Understanding 4 Major Distributed File Systems: HDFS, CephFS, GFS, and TFS

This article provides a concise overview of four key distributed file systems—HDFS, CephFS, GFS, and TFS—explaining their architectures, strengths, weaknesses, and typical application scenarios for large‑scale data storage and processing.

Mike Chen's Internet Architecture

Sep 9, 2025

Hello, I am mikechen. Distributed file storage is the foundation of large‑scale architectures, and here I focus on four major distributed file systems.

HDFS

HDFS is a core component of the Apache Hadoop project, designed for batch processing of big data. It follows a master/slave architecture as shown below.

NameNode (master) manages metadata such as directory structures and file‑to‑block mappings, but does not store actual data. DataNode (slave) stores the actual data blocks, typically sized at 128 MB or 256 MB.

Advantages: high throughput for sequential reads/writes of large files and tight integration with the Hadoop ecosystem (MapReduce, Hive, Spark, etc.).

Disadvantages: poor low‑latency random access and unsuitable for small files due to metadata overhead.

Typical use case: offline big‑data processing platforms and log storage.

CephFS

CephFS is the distributed file system component of Ceph, using the CRUSH algorithm for data placement.

Ceph’s core is the CRUSH algorithm, which hashes and maps objects to storage devices across the cluster, achieving decentralization.

Key components: OSD (Object Storage Device) stores data objects (usually one per physical disk), Monitor maintains cluster state and metadata, and MDS (Metadata Server) manages CephFS file metadata.

Workflow: clients obtain metadata from MDS and then read/write data directly with OSDs.

Application scenario: cloud computing storage backends, e.g., OpenStack.

GFS

Google File System (GFS) is the distributed file system proposed by Google and inspired HDFS.

GFS also uses a master/slave architecture similar to HDFS.

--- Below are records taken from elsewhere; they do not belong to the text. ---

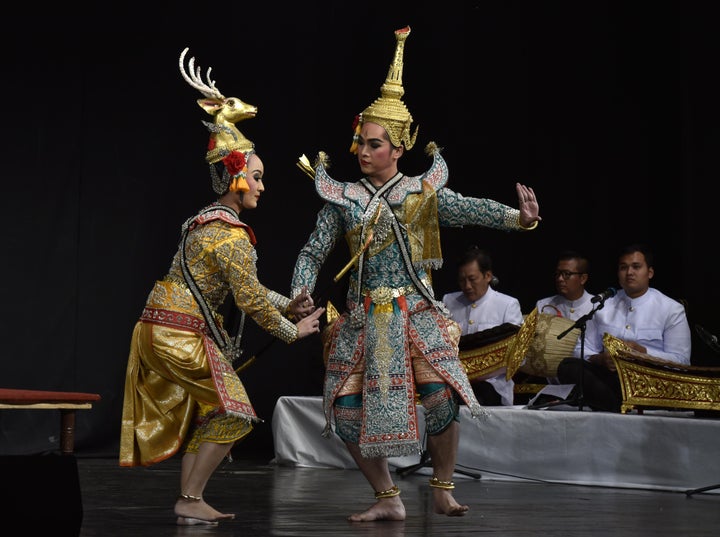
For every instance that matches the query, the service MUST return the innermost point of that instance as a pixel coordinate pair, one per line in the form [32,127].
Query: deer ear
[211,106]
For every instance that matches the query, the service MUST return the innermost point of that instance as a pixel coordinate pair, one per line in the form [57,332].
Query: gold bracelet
[389,493]
[528,228]
[445,485]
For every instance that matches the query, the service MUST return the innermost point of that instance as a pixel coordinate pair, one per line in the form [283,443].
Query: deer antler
[195,79]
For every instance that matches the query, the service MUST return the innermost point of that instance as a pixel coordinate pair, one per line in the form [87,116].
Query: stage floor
[273,500]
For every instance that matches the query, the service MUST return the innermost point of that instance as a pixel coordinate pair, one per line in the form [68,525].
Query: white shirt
[654,320]
[489,311]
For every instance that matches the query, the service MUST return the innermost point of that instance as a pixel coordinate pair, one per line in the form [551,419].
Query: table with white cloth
[663,450]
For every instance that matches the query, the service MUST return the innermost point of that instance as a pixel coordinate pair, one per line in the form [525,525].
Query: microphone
[602,297]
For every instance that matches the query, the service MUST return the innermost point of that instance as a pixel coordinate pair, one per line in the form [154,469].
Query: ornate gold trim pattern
[647,381]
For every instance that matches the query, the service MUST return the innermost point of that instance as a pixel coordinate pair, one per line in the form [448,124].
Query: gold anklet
[445,485]
[389,493]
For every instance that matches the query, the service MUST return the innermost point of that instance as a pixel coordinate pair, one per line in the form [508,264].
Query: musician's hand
[310,324]
[302,305]
[528,205]
[635,346]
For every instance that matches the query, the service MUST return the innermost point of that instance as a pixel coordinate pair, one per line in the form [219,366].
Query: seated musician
[643,317]
[572,300]
[476,307]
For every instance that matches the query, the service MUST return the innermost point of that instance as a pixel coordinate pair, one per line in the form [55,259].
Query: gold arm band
[389,493]
[445,485]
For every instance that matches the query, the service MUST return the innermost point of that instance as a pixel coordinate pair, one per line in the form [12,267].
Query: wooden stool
[66,402]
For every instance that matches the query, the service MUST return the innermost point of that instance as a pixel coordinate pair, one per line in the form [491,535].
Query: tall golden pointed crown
[388,110]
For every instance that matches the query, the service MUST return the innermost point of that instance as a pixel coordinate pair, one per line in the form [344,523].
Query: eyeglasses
[566,274]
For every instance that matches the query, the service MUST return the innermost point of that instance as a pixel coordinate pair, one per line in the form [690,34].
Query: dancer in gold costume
[181,389]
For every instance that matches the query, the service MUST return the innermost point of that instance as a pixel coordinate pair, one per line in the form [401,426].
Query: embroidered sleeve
[235,257]
[456,210]
[328,229]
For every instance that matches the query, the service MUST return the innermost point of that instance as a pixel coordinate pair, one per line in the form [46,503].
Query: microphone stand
[581,323]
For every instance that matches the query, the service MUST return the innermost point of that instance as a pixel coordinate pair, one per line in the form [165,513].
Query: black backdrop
[609,111]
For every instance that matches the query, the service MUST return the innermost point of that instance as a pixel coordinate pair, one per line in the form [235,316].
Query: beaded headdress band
[227,144]
[388,110]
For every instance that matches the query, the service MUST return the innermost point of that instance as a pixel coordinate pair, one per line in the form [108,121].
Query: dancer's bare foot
[383,509]
[196,510]
[445,504]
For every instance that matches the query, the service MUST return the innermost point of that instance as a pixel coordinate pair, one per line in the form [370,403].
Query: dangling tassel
[357,126]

Master manages metadata such as namespace, access control, and block locations. Chunkservers store actual data chunks (typically 64 MB each) with multiple replicas.

Workflow: clients first contact the Master for metadata, then interact directly with Chunkservers for data I/O.

TFS

TFS is Taobao’s proprietary distributed file system, optimized for massive small files like product images, user avatars, short videos, and documents.